Let’s suppose you wanted higher performance (and perhaps code complexity), and use all the provisioned threads (all the threads that were used by the preceding matrix-multiply step). Then you would have each “row” of threads handle a row-wise multiplication with the vector, very similar to the matrix multiply “multiplication” step, and for the addition step you would perform one “row-wise” reduction, to produce a single output element, which would be the analog to the “summation” step in the preceding matrix-multiply op.
Something like this (r=AxBxw):
__global__ void kmmv(const float *d_A, const float *d_B, int m, int n, const float *d_w, float *d_r)
{
float sum = 0;
int i = blockIdx.y * blockDim.y + threadIdx.y; // row index
int j = blockIdx.x * blockDim.x + threadIdx.x; // column index
for(int k=0; k<m; k++) // matrix-multiply step
sum += d_A[i*m+k] * d_B[k*n+j];
sum *= d_w[j]; // element-wise multiplication for matrix-vector step
atomicAdd(d_r+i, sum); // row-wise reduction for matrix vector step
}
Note that we are doing an atomic operation here to “reduce” multiple thread matrix-vector product elements into the final result element.
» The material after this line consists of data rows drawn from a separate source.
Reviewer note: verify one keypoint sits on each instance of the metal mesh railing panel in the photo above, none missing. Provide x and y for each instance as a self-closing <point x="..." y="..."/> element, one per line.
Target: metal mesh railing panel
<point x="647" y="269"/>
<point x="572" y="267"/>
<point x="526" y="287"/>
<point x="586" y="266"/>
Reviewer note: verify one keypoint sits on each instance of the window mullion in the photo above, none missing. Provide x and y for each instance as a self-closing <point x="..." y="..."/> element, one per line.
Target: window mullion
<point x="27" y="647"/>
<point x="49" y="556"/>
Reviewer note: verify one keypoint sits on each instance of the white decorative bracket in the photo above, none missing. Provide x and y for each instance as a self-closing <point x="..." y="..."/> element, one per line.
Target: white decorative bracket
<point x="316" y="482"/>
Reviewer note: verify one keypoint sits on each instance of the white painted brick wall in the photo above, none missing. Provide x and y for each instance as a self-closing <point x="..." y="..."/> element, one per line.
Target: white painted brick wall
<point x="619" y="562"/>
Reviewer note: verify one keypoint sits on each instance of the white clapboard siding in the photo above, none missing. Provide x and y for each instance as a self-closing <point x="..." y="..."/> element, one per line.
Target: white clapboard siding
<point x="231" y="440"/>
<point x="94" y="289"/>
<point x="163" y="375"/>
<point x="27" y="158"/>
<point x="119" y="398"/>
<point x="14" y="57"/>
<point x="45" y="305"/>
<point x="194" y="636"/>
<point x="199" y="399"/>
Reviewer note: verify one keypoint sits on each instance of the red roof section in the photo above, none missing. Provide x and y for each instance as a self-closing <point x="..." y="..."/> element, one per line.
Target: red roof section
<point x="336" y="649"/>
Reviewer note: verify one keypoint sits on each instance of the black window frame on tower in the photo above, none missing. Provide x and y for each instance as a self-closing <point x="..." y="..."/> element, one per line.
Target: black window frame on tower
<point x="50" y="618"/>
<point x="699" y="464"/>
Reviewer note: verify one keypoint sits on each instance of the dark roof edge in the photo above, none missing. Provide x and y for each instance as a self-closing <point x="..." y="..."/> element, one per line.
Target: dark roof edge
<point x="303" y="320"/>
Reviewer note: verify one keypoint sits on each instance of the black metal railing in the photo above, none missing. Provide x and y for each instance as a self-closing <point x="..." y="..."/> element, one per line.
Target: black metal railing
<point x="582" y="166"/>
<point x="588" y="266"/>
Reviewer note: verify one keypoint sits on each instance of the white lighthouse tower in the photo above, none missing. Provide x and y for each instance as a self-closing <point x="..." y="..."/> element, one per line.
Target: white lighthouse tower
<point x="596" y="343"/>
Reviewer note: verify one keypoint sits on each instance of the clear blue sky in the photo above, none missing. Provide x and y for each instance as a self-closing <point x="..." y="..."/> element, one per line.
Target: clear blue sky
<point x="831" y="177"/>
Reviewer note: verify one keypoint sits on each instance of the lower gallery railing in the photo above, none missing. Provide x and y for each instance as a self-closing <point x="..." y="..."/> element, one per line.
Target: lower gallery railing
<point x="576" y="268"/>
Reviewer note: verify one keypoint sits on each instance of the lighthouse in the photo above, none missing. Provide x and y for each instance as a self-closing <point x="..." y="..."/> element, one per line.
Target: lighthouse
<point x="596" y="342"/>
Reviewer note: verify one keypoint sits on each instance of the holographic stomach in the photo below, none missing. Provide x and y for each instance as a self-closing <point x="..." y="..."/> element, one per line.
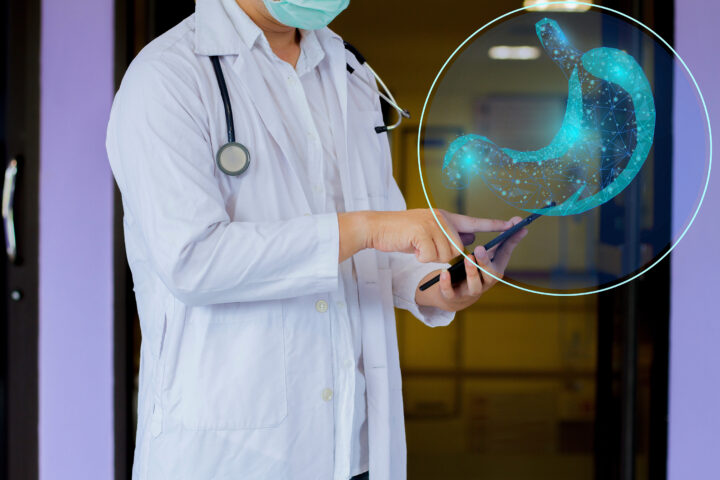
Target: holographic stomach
<point x="602" y="144"/>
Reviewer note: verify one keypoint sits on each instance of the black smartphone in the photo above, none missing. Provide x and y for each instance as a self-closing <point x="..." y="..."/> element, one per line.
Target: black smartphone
<point x="457" y="267"/>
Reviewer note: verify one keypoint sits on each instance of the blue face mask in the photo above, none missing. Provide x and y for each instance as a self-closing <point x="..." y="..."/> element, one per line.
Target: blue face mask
<point x="306" y="14"/>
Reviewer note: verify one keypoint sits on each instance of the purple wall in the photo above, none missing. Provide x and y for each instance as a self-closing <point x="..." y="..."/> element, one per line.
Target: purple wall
<point x="694" y="445"/>
<point x="76" y="375"/>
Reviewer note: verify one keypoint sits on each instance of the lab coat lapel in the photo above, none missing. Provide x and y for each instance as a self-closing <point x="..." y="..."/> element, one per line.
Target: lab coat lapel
<point x="257" y="90"/>
<point x="335" y="51"/>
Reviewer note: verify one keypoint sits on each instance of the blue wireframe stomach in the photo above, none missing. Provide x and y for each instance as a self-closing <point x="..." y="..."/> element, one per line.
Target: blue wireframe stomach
<point x="605" y="137"/>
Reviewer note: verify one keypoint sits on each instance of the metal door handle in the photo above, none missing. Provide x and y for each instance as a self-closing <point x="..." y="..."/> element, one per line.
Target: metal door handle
<point x="7" y="209"/>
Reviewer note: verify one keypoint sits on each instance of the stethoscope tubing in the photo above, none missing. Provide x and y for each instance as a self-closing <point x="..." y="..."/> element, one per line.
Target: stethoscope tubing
<point x="386" y="95"/>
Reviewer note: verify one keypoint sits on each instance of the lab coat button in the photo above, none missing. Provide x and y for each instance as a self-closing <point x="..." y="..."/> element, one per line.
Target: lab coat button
<point x="321" y="306"/>
<point x="327" y="394"/>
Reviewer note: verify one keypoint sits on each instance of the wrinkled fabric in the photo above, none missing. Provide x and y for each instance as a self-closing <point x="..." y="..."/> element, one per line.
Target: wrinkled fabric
<point x="230" y="273"/>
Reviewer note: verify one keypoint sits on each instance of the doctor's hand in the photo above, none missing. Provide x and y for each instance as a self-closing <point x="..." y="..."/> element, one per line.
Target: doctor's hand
<point x="411" y="231"/>
<point x="453" y="298"/>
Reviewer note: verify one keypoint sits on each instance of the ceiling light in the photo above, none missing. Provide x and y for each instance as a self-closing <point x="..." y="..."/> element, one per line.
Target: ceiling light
<point x="507" y="52"/>
<point x="554" y="6"/>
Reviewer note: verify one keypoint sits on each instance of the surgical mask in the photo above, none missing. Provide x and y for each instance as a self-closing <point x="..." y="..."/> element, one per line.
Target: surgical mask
<point x="306" y="14"/>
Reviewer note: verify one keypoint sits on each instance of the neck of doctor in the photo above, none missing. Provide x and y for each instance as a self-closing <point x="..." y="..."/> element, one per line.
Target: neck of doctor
<point x="284" y="40"/>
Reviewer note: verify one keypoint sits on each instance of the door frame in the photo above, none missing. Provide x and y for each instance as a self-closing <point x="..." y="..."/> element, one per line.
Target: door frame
<point x="22" y="130"/>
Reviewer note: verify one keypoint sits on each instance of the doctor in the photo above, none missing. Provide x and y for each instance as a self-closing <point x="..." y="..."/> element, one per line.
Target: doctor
<point x="266" y="299"/>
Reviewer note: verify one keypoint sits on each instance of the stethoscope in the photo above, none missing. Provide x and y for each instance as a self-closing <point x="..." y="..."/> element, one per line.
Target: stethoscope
<point x="233" y="158"/>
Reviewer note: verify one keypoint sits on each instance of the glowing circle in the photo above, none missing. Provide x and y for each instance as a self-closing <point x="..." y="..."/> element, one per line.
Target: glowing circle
<point x="623" y="91"/>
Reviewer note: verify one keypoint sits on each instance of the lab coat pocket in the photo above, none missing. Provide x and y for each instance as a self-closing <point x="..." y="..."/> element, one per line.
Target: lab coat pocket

This will require that the d_r array (same size as d_w input array) be set to zero in host code prior to the kernel call.
You can get additional orientation on reduction activities here and also in unit 5 here. There are certainly lots of different possible approaches here, as is often the case in computer science. Again, I advance this info for “learning”. For performance, without further information, my advice would be to use a high-quality library like CUBLAS.
Also note that I don’t think your use of dimensions is correct:
So that is AxBxw
The result of AxB is a mxn matrix. You cannot multiply that by a mx1 vector.
For simplicity my treatment assumes m=n, which makes these considerations disappear.